Member of the New Jersey General Assembly from the 39th district
- In office May 5, 1983 – January 12, 2010
- Preceded by: Joan M. Wright
- Succeeded by: Bob Schroeder

Personal details
- Born: April 23, 1939 New York City, U.S.
- Died: March 18, 2025 (aged 85)
- Party: Republican

= John E. Rooney (politician) =

American politician (1939–2025)

John E. Rooney (April 23, 1939 – March 18, 2025) was an American Republican Party politician, who served in the New Jersey General Assembly, where he represented the 39th Legislative District. He served in the Assembly from 1983 to 2010, which made him the longest-serving representative in the General Assembly. He retired from the Assembly after his term expired in January 2010 and endorsed Republican Washington Township Councilman Bob Schroeder in the 2009 election who won his seat. Rooney served as a council member in Northvale from 1976 to 1979. In 1979 he was elected Mayor of Northvale and served until 1988. He held dual office as Mayor of Northvale and state assemblyman during this period.

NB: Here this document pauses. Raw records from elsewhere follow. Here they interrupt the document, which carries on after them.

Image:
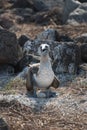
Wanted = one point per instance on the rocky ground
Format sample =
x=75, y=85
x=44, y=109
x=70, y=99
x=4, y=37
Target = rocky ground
x=24, y=25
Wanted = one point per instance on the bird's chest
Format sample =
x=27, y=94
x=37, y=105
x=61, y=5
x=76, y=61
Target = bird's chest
x=45, y=76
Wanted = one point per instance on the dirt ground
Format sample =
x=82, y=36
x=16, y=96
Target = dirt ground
x=67, y=111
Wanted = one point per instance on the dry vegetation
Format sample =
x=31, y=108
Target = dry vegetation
x=70, y=112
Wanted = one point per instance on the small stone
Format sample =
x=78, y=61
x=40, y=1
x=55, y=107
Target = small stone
x=41, y=94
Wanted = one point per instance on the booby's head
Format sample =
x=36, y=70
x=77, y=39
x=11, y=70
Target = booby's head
x=44, y=49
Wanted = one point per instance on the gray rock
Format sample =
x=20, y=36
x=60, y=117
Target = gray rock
x=49, y=34
x=28, y=47
x=36, y=5
x=66, y=58
x=22, y=39
x=82, y=1
x=9, y=50
x=82, y=38
x=3, y=125
x=6, y=23
x=69, y=6
x=84, y=52
x=79, y=15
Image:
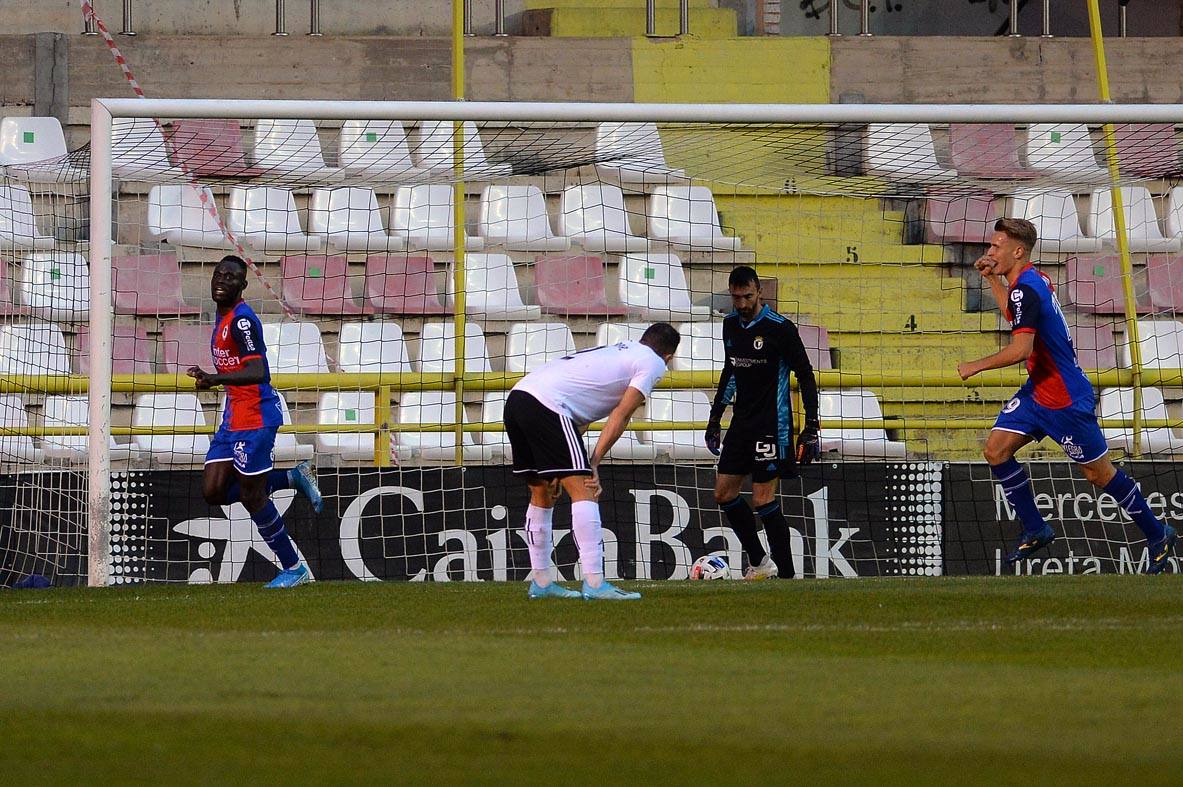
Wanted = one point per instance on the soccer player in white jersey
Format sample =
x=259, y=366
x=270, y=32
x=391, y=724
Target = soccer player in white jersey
x=545, y=415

After the residents of Northvale asked him to run again in 1992 he won that election and served again as Mayor of Northvale and state assemblyman.

==Biography==
Rooney served in the Assembly on the Environment and Solid Waste Committee and the Telecommunications and Utilities Committee. He had served on the Regulatory Oversight Committees and on the Intergovernmental Relations Commission.

Rooney served as Mayor of Northvale, New Jersey from 1991 until his re-election defeat in 2006, when he was defeated by Democrat John Hogan. He also served as mayor from 1979 to 1986 and was a member of the borough council from 1976 to 1978. He was a commissioner serving on the Bergen County Utility Authority from 1983 to 1988.

Rooney graduated with an A.A.S. from Syracuse University (Language), received training at the Air Force Institute (Russian) and graduated with a B.S. degree from Rutgers University (Management). He served in the United States Air Force from 1961 to 1965 as an airman first class. Rooney worked as an independent consultant. He died on March 18, 2025, at the age of 85.